This past Tuesday evening I got up off the couch after watching a couple of TV programs, and discovered that I couldn’t lift my upper right arm without shooting pain. I tried moving my arm in different ways and continued to feel either an almost total lack of strength or acute discomfort. Almost immediately I started to worry about what had caused this, and also what effect this would have on future activities, from a tennis match the coming weekend to an overseas fly-fishing trip scheduled for early November. I wrestled with both the pain and the worry throughout the night.
On Wednesday morning I told my wife that I was having the difficulty, because it was clear that I was favoring my right side. She asked me to try to raise my arm (I couldn’t, without pain) and turn my wrist and hand to the left, as if I were pouring tea. I couldn’t do that either, without pain. My wife told me that the symptoms were just like a condition that she had previously experienced, called “frozen shoulder”, a condition which had required several months of physical therapy to achieve a return to freedom of motion.
I was determined to deal with the issue by turning to prayer. I had experienced a healing, through prayer alone, of a similar condition about 5 years before, although it took a number of months to regain freedom of motion.
Later that morning I started to read an issue of the Christian Science Journal. There was an article* that seemed to address my situation beautifully. The article used the Biblical story of David and Goliath as a metaphor for conquering the fear of illness (or any other condition posed by mortal mind). It talked about each of David’s five smooth stones as representing a counter-thought to the challenges of fear and mortal thinking. Here was some great ammunition for dealing with this physical challenge! There was another article that talked about the perfection of my spiritual identity that provided additional support for my thinking.

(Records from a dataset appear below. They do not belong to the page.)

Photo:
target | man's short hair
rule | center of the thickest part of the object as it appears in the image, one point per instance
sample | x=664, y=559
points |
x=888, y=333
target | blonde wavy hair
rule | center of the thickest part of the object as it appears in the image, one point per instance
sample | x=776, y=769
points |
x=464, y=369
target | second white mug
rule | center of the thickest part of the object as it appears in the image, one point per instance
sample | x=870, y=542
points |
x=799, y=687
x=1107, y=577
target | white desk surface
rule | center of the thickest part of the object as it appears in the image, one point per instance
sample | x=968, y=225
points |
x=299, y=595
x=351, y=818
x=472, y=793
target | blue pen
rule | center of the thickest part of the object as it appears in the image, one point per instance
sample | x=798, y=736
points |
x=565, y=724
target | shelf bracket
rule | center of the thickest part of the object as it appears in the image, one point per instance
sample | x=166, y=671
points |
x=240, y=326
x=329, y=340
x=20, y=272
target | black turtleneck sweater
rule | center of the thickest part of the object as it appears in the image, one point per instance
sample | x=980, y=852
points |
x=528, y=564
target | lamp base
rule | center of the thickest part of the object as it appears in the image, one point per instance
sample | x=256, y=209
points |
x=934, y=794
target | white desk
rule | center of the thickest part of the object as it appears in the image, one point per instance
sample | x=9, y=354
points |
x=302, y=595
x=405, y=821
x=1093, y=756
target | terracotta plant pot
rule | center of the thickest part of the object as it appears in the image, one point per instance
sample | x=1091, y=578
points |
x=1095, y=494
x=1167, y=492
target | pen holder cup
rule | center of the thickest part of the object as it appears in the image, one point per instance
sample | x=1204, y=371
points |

I like to think of God as the power that created the universe—a creation that I find easy to conceive of as unimaginably vast, and the power to create it as infinitely strong. Coupled with that power are qualities that give meaning to all life: Love, and Truth, or Justice. This always builds my confidence that whatever my material condition may appear to be, not only is it unreal and temporal, but as God’s reflection I possess the infinite power to reduce any such false claim to its native nothingness.
I realized that I needed to clearly and consistently establish this understanding of divine power in my consciousness. I had to be “on patrol” to guard against negative suggestions that kept floating into my thoughts—that the shoulder condition could impede right activity—that a healing could take a long time—etc. I’ve always found that reminding myself “What is God thinking here?” and continually asking “Is this God’s thought?” tends to keep me on the right track. So over the next two days I really concentrated on being the metaphorical porter at the door of my thought –a modern day “thought bouncer” whenever negative suggestions seemed to come to mind.
The very next day, Thursday, the shoulder seemed to have improved markedly, and by Friday I was able to resume my full range of normal activities without any evidence of stiffness or pain or inhibited movement. The change was so quick, and so complete, that I was truly overwhelmed, not only with relief and gratitude, but with a profound appreciation for the incredible power of prayer to God to heal.
*“Inevitable Health”, Julie Ward, Christian Science Journal, November 2009
The first stone was the idea that “Disease has no scary name—its only name is nothing”. The second was “Disease has no place—it’s never on the body, but is merely a suggestion of mortal mind”.